Disappointing new economic data from the US has raised further fears over its ability to recover from recession.
Manufacturing output in the central Atlantic region of the US fell again in August as orders and shipment growth slowed, figures from the regional Federal Reserve Bank of Richmond showed.
The Richmond Fed's composite index of factory activity in its district slumped to -10 in August from -1 in July, below many economists’ expectations, adding to fears that growth at US factories could be stalling.
Analysts had expected a fall to about -5.
That view was compounded by house sales data that showed new home sales in the US fell for the third month a row in July.
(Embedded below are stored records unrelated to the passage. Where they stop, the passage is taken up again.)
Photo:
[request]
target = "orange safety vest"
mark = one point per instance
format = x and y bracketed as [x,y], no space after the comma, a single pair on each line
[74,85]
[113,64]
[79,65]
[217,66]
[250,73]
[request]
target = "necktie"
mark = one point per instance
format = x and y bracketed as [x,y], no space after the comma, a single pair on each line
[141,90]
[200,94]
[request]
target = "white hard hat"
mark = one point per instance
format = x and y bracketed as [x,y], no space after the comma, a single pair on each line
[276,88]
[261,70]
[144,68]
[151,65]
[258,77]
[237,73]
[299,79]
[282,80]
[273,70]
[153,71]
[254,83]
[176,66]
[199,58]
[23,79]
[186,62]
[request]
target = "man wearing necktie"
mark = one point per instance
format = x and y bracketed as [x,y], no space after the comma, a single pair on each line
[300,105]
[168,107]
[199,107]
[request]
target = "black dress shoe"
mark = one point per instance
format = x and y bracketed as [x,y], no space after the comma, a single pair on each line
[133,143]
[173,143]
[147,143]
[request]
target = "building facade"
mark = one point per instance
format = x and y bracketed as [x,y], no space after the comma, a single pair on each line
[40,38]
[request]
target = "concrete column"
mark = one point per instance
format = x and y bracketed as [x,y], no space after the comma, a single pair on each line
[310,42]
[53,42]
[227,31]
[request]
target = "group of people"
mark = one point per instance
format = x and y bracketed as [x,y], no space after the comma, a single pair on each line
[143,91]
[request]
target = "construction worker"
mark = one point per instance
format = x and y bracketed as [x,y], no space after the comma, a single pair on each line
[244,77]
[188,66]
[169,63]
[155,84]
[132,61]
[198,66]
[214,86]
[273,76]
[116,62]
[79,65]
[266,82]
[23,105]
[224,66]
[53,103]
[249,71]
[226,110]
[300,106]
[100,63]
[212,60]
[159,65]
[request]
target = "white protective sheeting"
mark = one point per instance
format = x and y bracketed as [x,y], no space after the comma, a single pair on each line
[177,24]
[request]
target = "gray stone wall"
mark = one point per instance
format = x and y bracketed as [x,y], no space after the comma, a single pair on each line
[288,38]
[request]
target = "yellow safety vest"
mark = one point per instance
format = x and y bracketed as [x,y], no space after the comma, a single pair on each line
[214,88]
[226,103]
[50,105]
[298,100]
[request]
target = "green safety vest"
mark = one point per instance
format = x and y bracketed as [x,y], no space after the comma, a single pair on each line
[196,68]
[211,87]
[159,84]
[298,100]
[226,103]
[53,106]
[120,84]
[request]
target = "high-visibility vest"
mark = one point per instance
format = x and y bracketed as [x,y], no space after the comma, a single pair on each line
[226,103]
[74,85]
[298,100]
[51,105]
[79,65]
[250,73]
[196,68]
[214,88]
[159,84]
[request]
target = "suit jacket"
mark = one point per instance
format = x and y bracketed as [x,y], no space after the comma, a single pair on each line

Sales fell 0.7 per cent in July to a seasonally adjusted annual rate of 298,000, the Commerce Department said, against expectations for a gain of one per cent.
According to the National Association of Home Builders each new-build creates an average of three jobs and $90,000 in taxes.
The Richmond Fed is the third regional bank to issue manufacturing figures. The Philadelphia Fed last week published disastrous figures showing manufacturing plunged to -30.7 from July’s 3.2 to its lowest level since March 2009, causing markets to slump further.
“This is the third regional Fed survey showing deteriorating conditions in August. If the August national ISM index were to follow the regional Fed surveys, it would end up in the low 40s, dangerously close to recessionary levels,” said ING economist Teunis Brosens.
Brosens added that new home sales had been “basically flat” since last May, when a tax credit to improve homebuying was cut.
“The climate for homebuilders remains ice-cold. They are battling against foreclosures and short sales that change owners at discounted prices,” he said.
“Any pickup in demand will first have to show up in existing home sales and eat into excess supply, before new homes become an attractive alternative. For now, lifeless new home sales remain the showcase of the bad state of the US housing market.”